栽培されるぶどうはネッビオーロ種が多い。ロンバルディアでは「キアヴェンナスカ」というシノニム(別名)で呼ばれる。バローロやバルバレスコなど、重厚なワインの原料にもなるネッビオーロだが、この地域のワインはいくぶん柔らかな味わいとなる。

【ロンバルディア地区の生産地区分】

<オルトレポ・パヴェーゼ(オルトレポ・パヴェーゼ・メトード・クラシッコ)>
パヴィア県南部のオルトレポ・パヴェーゼのうち、リグーリア州との州境にあたる地域。ピノ・ネーロ種を主な原料とした白とロゼの辛口スプマンテ(発泡ワイン)がメイン。瓶内二次発酵でつくられ、強い果実味とコクを持つ。含まれるピノ・ネーロの割合で名称が変化する。

<ヴァルテッリーナ・スペリオーレ>
スイス国境付近、ヴァルテッリーナ渓谷に沿って東西に細長く展開する。5つのソットゾーナ(ラベルに表示可能な特定地域)を持つ。キアヴェンナスカ主体の辛口赤ワイン。スペリオーレを名乗るには最低24カ月の熟成を要する。

<スフォルツァート・ディ・ヴァルテッリーナ>
同地域で生産される辛口の赤。原料も同じキアヴェンナスカだが、こちらはパッシート(陰干し)によって糖度を高めたものが使用される。

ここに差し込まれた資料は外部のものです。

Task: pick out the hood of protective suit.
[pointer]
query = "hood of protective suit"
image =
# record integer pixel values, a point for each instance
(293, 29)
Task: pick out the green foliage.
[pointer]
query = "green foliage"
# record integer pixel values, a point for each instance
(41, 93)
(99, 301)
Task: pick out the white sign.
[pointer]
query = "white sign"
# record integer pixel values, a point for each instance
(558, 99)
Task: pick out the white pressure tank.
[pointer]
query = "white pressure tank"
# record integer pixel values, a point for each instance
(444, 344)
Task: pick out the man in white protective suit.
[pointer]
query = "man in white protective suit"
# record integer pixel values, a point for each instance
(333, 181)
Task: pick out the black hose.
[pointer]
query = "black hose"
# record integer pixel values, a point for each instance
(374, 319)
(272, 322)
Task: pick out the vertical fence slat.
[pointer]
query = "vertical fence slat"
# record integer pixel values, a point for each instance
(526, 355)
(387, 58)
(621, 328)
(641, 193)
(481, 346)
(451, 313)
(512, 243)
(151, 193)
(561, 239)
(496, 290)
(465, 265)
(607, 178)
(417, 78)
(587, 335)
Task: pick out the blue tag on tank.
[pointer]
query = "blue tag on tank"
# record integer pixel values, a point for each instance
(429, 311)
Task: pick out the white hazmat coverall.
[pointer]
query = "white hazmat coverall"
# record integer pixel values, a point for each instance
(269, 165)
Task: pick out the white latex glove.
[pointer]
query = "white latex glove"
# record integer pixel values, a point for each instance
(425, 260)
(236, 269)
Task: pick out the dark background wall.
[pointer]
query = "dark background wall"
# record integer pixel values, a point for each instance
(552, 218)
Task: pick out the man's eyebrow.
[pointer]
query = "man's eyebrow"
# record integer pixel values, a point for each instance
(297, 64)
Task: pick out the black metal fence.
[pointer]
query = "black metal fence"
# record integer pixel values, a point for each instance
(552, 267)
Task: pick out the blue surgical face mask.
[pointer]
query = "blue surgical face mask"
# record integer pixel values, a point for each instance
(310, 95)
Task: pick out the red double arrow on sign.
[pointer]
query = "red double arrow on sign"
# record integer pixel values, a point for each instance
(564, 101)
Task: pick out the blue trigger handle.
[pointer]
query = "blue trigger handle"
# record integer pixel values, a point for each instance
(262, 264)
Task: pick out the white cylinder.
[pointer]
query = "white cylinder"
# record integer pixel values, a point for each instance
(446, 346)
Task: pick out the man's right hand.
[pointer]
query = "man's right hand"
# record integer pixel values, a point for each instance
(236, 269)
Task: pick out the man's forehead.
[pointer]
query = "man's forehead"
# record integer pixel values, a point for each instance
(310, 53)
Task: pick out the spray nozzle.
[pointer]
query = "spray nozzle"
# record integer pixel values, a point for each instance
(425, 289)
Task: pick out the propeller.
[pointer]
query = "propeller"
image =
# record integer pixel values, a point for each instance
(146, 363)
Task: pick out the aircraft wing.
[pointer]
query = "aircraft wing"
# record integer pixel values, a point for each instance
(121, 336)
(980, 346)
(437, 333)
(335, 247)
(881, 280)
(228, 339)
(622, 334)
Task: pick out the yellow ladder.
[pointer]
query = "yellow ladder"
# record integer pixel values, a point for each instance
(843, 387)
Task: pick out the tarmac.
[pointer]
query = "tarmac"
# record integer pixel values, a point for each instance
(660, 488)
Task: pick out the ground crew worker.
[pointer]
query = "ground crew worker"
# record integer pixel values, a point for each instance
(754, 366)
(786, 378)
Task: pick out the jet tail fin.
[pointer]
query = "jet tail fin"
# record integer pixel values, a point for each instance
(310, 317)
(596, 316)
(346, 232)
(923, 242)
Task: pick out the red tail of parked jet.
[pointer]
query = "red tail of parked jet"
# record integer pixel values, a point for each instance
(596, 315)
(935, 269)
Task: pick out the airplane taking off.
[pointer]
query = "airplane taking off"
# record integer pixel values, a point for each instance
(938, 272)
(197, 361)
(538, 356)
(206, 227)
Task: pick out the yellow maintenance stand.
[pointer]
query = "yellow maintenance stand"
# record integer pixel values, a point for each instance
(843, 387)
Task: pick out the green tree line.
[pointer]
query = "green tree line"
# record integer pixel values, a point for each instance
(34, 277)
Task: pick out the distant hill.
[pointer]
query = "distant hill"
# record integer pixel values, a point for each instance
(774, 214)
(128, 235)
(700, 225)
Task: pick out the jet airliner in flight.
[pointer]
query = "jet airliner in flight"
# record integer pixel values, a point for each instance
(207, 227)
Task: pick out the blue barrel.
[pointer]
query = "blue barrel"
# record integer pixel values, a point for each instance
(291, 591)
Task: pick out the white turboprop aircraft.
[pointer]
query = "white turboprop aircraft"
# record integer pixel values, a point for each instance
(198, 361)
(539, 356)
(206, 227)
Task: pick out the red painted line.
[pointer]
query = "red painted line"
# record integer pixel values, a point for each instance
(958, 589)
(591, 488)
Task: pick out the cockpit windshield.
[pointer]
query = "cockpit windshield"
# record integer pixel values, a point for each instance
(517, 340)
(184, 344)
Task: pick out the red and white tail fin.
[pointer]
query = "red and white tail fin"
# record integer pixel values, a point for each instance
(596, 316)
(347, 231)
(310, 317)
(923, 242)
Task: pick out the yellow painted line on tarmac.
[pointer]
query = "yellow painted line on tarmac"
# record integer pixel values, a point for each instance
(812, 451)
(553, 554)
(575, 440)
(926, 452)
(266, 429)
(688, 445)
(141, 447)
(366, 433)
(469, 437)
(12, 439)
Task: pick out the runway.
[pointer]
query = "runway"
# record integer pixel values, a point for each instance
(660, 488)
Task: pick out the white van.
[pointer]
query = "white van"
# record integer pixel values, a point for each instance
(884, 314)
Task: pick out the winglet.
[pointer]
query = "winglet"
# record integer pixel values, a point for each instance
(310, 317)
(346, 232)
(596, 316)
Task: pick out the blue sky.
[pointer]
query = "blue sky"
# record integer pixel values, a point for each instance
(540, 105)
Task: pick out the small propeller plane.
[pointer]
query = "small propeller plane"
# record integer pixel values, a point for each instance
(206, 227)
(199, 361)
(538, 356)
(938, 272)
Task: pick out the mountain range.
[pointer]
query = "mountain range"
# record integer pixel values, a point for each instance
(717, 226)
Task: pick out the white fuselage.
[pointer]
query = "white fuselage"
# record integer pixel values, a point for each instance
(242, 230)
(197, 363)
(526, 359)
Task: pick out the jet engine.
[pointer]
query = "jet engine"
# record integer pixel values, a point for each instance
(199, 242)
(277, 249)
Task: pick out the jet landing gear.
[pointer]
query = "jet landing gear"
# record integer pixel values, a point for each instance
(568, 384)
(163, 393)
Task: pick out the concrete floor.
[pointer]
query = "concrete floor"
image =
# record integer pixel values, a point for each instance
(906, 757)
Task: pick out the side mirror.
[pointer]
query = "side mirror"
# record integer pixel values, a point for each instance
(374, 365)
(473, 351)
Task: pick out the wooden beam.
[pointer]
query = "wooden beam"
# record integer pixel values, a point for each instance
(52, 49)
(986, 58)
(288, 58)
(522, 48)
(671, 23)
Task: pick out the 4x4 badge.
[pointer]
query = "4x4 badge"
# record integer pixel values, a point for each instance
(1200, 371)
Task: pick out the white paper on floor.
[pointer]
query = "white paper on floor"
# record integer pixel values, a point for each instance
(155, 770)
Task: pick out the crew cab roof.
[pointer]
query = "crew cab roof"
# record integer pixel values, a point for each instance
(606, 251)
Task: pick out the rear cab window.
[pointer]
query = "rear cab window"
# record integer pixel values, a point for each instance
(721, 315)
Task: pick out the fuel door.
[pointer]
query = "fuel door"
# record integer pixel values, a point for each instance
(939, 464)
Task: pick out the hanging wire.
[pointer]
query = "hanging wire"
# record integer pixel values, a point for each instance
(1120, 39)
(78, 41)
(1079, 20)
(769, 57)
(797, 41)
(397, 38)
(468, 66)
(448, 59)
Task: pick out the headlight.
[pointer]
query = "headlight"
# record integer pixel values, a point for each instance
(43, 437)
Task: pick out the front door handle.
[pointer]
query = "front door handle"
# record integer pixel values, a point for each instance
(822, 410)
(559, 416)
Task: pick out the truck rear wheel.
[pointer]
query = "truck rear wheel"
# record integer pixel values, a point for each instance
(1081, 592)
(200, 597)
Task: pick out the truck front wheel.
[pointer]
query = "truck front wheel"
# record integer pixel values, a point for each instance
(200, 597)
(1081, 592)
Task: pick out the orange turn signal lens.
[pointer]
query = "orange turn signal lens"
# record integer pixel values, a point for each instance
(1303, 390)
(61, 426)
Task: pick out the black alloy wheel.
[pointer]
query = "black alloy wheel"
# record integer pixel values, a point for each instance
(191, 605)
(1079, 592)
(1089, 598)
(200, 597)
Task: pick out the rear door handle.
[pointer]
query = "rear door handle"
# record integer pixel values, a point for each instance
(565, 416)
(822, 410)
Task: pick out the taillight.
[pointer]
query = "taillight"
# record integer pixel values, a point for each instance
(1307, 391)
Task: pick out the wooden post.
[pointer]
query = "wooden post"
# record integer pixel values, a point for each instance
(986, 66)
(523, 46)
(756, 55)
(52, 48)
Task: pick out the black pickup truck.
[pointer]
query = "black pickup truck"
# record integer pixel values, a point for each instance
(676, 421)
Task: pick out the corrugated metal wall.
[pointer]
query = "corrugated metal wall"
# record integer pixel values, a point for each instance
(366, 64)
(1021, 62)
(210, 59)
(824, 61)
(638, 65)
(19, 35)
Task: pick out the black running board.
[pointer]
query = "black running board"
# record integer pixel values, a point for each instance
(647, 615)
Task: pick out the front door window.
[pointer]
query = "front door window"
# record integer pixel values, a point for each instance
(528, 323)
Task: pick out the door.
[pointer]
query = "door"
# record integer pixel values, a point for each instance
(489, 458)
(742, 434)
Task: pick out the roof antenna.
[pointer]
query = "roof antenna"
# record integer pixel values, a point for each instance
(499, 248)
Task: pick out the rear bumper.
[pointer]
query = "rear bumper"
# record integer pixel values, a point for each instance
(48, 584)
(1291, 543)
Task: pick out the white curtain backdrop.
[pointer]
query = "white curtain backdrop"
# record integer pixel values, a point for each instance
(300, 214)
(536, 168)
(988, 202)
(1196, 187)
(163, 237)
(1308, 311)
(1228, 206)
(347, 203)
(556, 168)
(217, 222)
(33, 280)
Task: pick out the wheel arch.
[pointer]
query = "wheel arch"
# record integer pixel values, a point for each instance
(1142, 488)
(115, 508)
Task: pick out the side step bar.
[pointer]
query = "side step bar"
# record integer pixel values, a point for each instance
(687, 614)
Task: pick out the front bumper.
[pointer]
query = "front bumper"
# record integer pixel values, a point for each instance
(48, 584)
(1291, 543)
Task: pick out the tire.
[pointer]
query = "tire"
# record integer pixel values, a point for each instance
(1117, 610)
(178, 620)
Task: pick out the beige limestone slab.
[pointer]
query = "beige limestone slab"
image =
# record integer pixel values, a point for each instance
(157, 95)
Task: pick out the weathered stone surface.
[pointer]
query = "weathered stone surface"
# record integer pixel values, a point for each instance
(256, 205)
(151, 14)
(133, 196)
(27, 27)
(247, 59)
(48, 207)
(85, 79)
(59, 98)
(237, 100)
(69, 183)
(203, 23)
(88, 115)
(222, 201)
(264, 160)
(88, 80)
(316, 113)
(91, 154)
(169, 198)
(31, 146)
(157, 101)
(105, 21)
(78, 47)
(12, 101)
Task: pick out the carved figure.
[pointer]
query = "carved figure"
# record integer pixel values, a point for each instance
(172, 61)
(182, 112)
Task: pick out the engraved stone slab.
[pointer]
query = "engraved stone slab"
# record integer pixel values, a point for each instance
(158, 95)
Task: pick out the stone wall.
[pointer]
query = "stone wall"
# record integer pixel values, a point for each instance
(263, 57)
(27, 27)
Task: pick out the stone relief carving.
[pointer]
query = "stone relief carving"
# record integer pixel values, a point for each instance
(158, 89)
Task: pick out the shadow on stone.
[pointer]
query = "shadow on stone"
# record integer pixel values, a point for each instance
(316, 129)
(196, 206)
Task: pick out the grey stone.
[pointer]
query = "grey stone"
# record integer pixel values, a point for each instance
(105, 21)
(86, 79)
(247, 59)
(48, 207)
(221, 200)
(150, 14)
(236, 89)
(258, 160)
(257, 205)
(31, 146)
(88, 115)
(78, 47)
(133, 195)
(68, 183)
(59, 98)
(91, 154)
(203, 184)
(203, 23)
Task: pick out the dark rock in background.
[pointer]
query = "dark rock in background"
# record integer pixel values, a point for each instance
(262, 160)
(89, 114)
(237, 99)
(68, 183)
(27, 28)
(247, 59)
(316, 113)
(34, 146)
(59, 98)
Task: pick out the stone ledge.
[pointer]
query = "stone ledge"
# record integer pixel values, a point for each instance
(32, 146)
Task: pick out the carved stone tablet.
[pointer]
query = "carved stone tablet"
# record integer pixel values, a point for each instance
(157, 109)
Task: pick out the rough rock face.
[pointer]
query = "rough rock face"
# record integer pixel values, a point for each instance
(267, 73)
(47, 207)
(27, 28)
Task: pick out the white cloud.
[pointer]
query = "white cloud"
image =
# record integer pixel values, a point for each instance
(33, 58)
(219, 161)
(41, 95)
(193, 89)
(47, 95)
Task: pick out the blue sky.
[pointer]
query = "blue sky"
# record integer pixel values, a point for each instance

<スカンツォロシャーテ(モスカート・ディ・スカンツォ)>
州中央部のベルガモ県北東部、スカンツォロシャーテ市近郊の丘陵地帯。
モスカートの亜種で、固有品種のモスカート・ディ・スカンツォ100%でつくられる甘口の赤。パッシートにより糖度が高められる。熟成期間も2年を要する。

<フランチャコルタ>
ロンバルディア東部、イゼオ湖周辺の生産地。発泡ワインで有名な産地。
瓶内二次発酵方式による発泡ワインとして、イタリア初のD.O.C.G.認定を受けた。

<サッセッラ>
ヴァルテッリーナ渓谷のソットゾーナのひとつ。ミラノの北東、州最北に位置する都市ソンドリオにある。スイスとの国境に近い。キアヴェンナスカによる赤がメイン。斜面が急なため、畑仕事は手作業で行われる。

<グルメッロ>
ヴァルテッリーナ渓谷周辺ソットゾーナのひとつ。キアヴェンナスカによる赤ワインがメイン。ここも急斜面にぶどう畑があるため、収穫は全て手作業で行われる。

<インフェルノ>
ヴァルテッリーナ渓谷のソットゾーナのひとつ。奥地の急斜面にあり、その険しい地形から「地獄」を意味する地名がつけられた。キアヴェンナスカによる赤がメイン。

<マロッジャ>
ヴァルテッリーナ渓谷のソットゾーナのひとつ。キアヴェンナスカによる赤。より上質なスペリオーレ、リゼルヴァもつくられる。リゼルヴァの熟成期間は30ヶ月。

<ガルダ>
ガルダ湖畔の生産地。固有品種グロッペッロによる赤ワイン(ガルダ・ブレッシアーノ)がつくられる。
近隣のマントヴァ市との間は独立したD.O.C.(コッリ・ガルダ・マントヴァーニ)となる。メルロー種やカベルネ・ソーヴィニヨン種による赤やロゼ、シャルドネ種やトレッビアーノ種による辛口の白がつくられる。いずれも早飲みタイプ。

<ルガーナ>
ガルダ湖の南側からヴェネト州にかけての地域。
トレッビアーノ種の独自改良品種トレッビアーノ・ディ・ルガーナを原料とした白ワインがつくられる。ほどよいアロマと、高いアルコール度が特徴。スペリオーレやスプマンテ(発泡ワイン)もつくられている。